The fines, imposed by the state Department of Insurance in 2015, were overturned in 2016 by a judge in Orange County, who said the fees had been legally assessed for insurance brokers’ services to customers, such as comparison shopping. But the Fourth District Court of Appeal in Santa Ana said the purported brokers were actually insurance agents, working for Mercury, who provided no customer services and had no authority to charge fees.
Otherwise, insurance agents posing as brokers “could charge unapproved and unfairly discriminatory fees for alleged separate services that would increase consumers’ cost of insurance,” said Justice David Thompson in the 3-0 ruling. “This is contrary to the voters’ intent as expressed in Proposition 103,” the 1988 initiative that required state approval of rates for auto insurance and other property and casualty coverage.
The fees ranged from $50 to $150 per customer. The total of the penalties is one of the largest the Insurance Department has ever levied against an auto or home insurer.

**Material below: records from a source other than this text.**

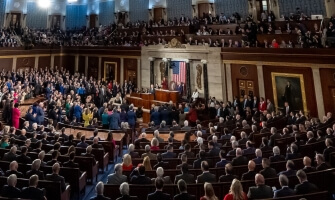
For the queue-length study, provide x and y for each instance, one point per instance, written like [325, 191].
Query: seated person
[229, 177]
[158, 194]
[267, 171]
[289, 169]
[56, 177]
[32, 192]
[160, 162]
[35, 166]
[117, 177]
[160, 174]
[13, 170]
[206, 176]
[10, 190]
[141, 178]
[99, 189]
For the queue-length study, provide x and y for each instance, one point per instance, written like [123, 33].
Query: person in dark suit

The ruling was hailed by Consumer Watchdog, the advocacy group that sponsored Prop. 103 and joined the state agency in defending the fines.

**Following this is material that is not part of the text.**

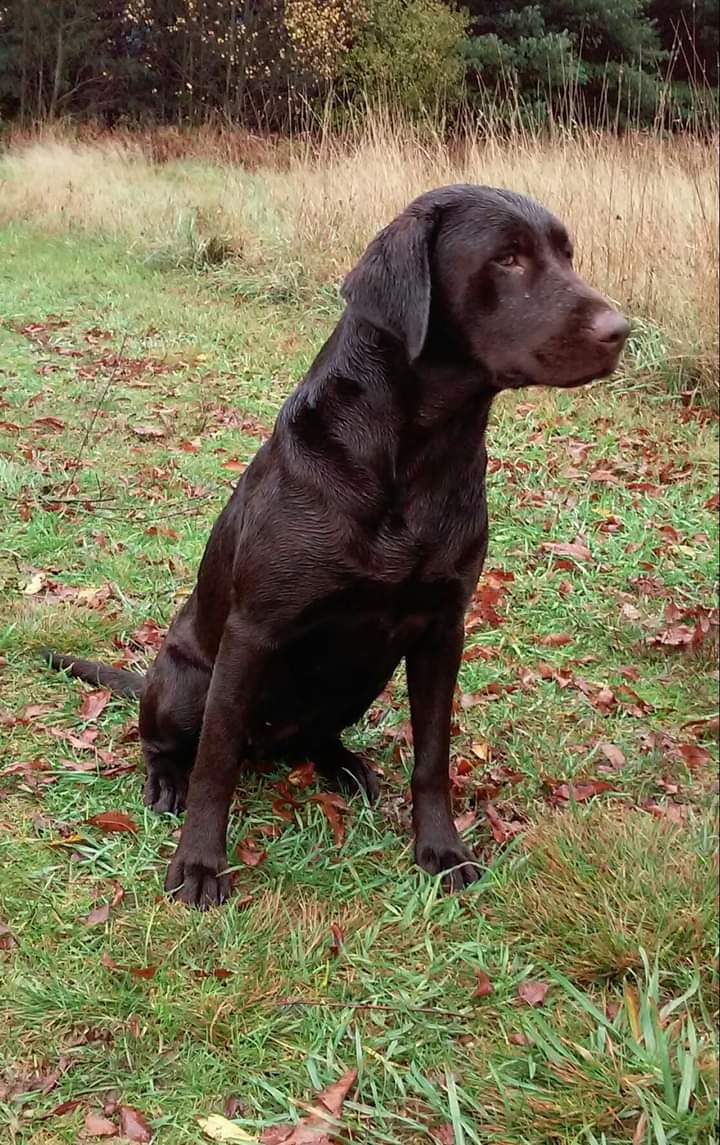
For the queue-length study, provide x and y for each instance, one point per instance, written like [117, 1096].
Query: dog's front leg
[432, 669]
[197, 874]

“After over a decade of battling against Mercury’s aggressive litigation tactics seeking to evade accountability for its deceitful ‘broker fee’ over charges, today justice has finally prevailed,” said the group’s lawyer, Pam Pressley.
State Insurance Commissioner Ricardo Lara, who inherited the case from his predecessor, Dave Jones, said the court recognized that “insurers cannot avoid the department’s scrutiny by charging ‘fees’ on top of the rates already approved by the commissioner.”
Mercury said in a statement, “We are disappointed and surprised that the appellate court reversed the trial court’s decision, and we are currently evaluating our options, including the possibility of an appeal.”
Insurance agents handle transactions for insurance companies, while brokers handle transactions for insurance customers. The court said Mercury, founded in 1962, sold insurance through its agents until Prop. 103 passed in 1988, but then “converted” about 700 agents to brokers. The brokers charged fees on auto insurance policies while providing the same service as agents who could not charge fees, the court said.
The Insurance Department told Mercury in 1999 that it was violating the law, and the company then sponsored legislation that it claimed would resolve the problem. But a judge and a state appeals court, both in San Francisco, ruled the practice illegal and barred the company in 2004 from selling insurance through purported brokers who were actually agents.
However, a company designated as a Mercury agent, Auto Insurance Specialists, continued selling insurance through brokers until it was purchased by Mercury at the start of 2009, the court said.
In Tuesday’s decision, the court said the 2004 appellate ruling in San Francisco foreclosed Mercury’s arguments that its fees from 1999 to 2004 were legal.
The earlier ruling found, conclusively, that in charging the fees “Mercury’s ‘brokers’ were acting on behalf of Mercury, not providing a service to customers,” Thompson said. “Mercury had notice for years of its potential for imposition of penalties and deliberately chose not to modify its conduct.”